Colombie : la déforestation dans le parc de Tinigua a augmenté de 400% entre 2017 et 2018

Publié le 29 Août 2019

PAR ANTONIO JOSÉ PAZ CARDONA le 26 août 2019

  • Une nouvelle analyse de la déforestation montre la tendance inquiétante de la perte de forêts dans les parcs nationaux tels que la Sierra de la Macarena, Tinigua et Chiribiquete et la réserve nationale Nukak.
  • Le corridor qui relie l'Amazonie, l'Orénoque et les Andes s'affaiblit. Tinigua est passée de la perte de près de 3 000 hectares de forêt primaire en 2017 à environ 12 000 hectares en 2018. Un an après l'agrandissement du parc Chiribiquete, 2600 hectares ont déjà été déboisés.

Les derniers jours ont été critiques pour l'Amazonie au Brésil et en Bolivie. Les incendies du mois d'août ont consumé des milliers d'hectares de forêt et ont attiré l'attention de la communauté internationale.

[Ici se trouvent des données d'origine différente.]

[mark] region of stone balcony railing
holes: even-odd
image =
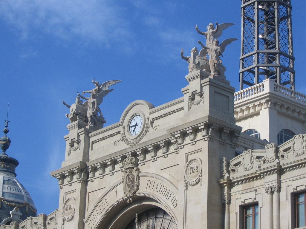
[[[262,92],[264,90],[264,83],[256,84],[252,87],[237,91],[234,94],[234,101],[235,102]]]
[[[293,99],[297,102],[306,103],[306,95],[275,83],[270,79],[235,93],[234,94],[234,101],[236,104],[269,93],[278,94],[281,96]]]

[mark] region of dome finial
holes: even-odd
[[[6,154],[5,151],[6,150],[9,148],[10,145],[11,144],[11,140],[9,139],[7,136],[6,134],[9,133],[9,130],[7,129],[7,127],[9,126],[9,121],[8,118],[9,116],[9,104],[7,104],[7,113],[6,115],[6,120],[5,120],[5,128],[3,130],[3,132],[4,133],[4,136],[0,138],[0,148],[2,150],[2,154]]]

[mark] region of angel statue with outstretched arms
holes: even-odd
[[[199,30],[198,26],[196,25],[196,30],[200,34],[204,35],[206,39],[206,46],[210,47],[212,46],[214,41],[222,35],[223,30],[228,28],[231,25],[235,24],[234,23],[222,23],[220,24],[218,22],[216,22],[216,28],[212,23],[209,23],[206,27],[207,31],[205,32],[201,32]]]
[[[85,93],[94,93],[96,96],[98,93],[101,92],[103,91],[107,90],[108,89],[108,87],[111,86],[113,85],[114,84],[117,83],[121,81],[119,80],[109,80],[108,81],[104,82],[101,85],[99,83],[99,81],[95,81],[93,80],[92,82],[95,85],[95,87],[92,90],[89,91],[84,91],[82,93],[82,94],[84,95]]]
[[[88,100],[84,103],[84,105],[87,107],[87,118],[88,118],[88,125],[92,126],[97,126],[97,111],[99,111],[102,115],[101,111],[98,106],[103,101],[103,98],[114,89],[105,90],[99,92],[98,94],[92,92],[90,94],[90,97],[85,97],[80,95],[78,92],[77,95],[82,99]]]
[[[136,229],[139,229],[139,226],[138,225],[138,216],[137,213],[136,214],[136,218],[135,219],[135,223],[136,224]],[[149,225],[146,224],[144,225],[144,229],[148,229]]]
[[[222,56],[222,53],[225,50],[225,47],[230,44],[234,41],[237,40],[236,38],[229,38],[222,41],[220,45],[219,45],[219,41],[215,39],[212,45],[208,47],[205,46],[200,41],[198,43],[201,45],[203,49],[209,50],[209,67],[210,67],[211,73],[212,75],[220,76],[222,75],[219,71],[218,65],[222,64],[222,61],[220,58],[220,56]]]

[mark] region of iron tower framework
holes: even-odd
[[[295,89],[291,9],[290,0],[242,0],[240,90],[268,78]]]

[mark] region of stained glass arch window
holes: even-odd
[[[148,229],[177,229],[175,222],[165,211],[159,208],[149,209],[138,215],[139,229],[144,229],[147,224]],[[125,229],[136,229],[135,219],[133,219]]]

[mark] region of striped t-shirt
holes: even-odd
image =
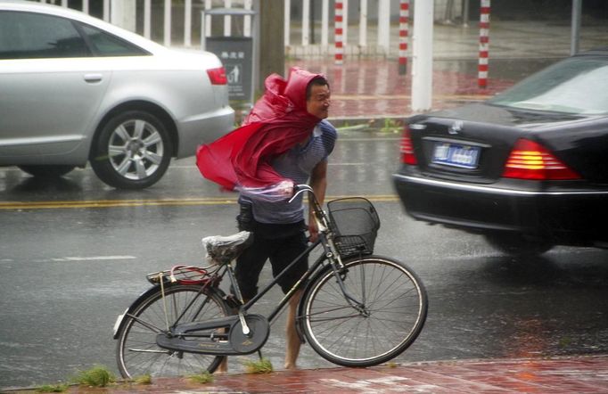
[[[296,185],[308,182],[313,168],[333,151],[338,133],[326,120],[321,120],[313,130],[312,136],[303,146],[296,145],[289,152],[275,158],[272,167],[281,176],[292,179]],[[286,201],[270,202],[262,200],[251,201],[241,196],[242,201],[251,201],[253,205],[253,218],[259,223],[292,224],[304,220],[303,195],[300,194],[292,203]]]

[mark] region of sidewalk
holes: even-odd
[[[608,390],[608,355],[409,363],[372,368],[218,375],[210,383],[157,379],[152,384],[70,387],[70,393],[599,393]],[[7,391],[24,393],[27,390]],[[33,391],[30,391],[33,392]]]

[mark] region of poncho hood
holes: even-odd
[[[199,147],[196,164],[202,176],[227,190],[287,180],[270,160],[306,140],[321,120],[306,110],[307,86],[319,77],[324,76],[298,67],[290,70],[287,80],[277,74],[267,77],[266,91],[243,126]]]

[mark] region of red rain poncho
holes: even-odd
[[[199,147],[196,165],[202,176],[227,190],[284,181],[269,161],[306,140],[321,120],[306,111],[306,87],[318,77],[293,67],[287,81],[276,74],[267,78],[266,92],[243,126]]]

Bien que la saison des incendies en Colombie se situe généralement autour de janvier et février, la déforestation accélérée, en particulier dans le nord-ouest de l'Amazonie, n'est pas non plus une trêve. Même les zones protégées d'importance vitale pour les communautés indigènes et pour le corridor écologique de transition entre la cordillère des Andes - Amazonie - Orénoque ne sont pas protégées.

Le dernier rapport du Projet de Surveillance de l'Amazonie Andine (MAAP), une initiative de l'Organisation pour la Conservation de l'Amazonie (ACCA) en collaboration avec la Fondation pour la Conservation et le Développement Durable (FCDS) en Colombie, montre comment la déforestation affecte fortement les parcs nationaux Sierra de la Macarena, Tinigua, Serranía de Chiribiquete et Nukak.

Déforestation du parc de Tinigua. Carte de la déforestation dans les aires protégées. Données : UMD/GLAD, Hansen/UMD/Google/USGS/NASA, RUNAP, RAISG

Bien que l'Institut d'hydrologie, de météorologie et d'études environnementales (IDEAM) indique que la déforestation en Colombie a diminué de 10% en 2018, par rapport à l'année précédente - 197 159 hectares contre 219 973 l'année précédente - ces parcs nationaux sont toujours en danger. Par exemple, la municipalité de La Macarena a enregistré la plus forte augmentation de la déforestation dans tout le pays (26%) et " près de la moitié de la perte de forêt a été causée dans le parc Tinigua ", explique Rodrigo Botero, directeur du FCDS

L'Amazonie continue de réclamer de l'attention
 

Bien que la déforestation dans le pays ait légèrement diminué l'année dernière, il ne faut pas perdre de vue que l'Amazonie colombienne a perdu 478 000 hectares de forêt en seulement trois ans (2016-2018), dont 73 % (348 000) de forêt primaire.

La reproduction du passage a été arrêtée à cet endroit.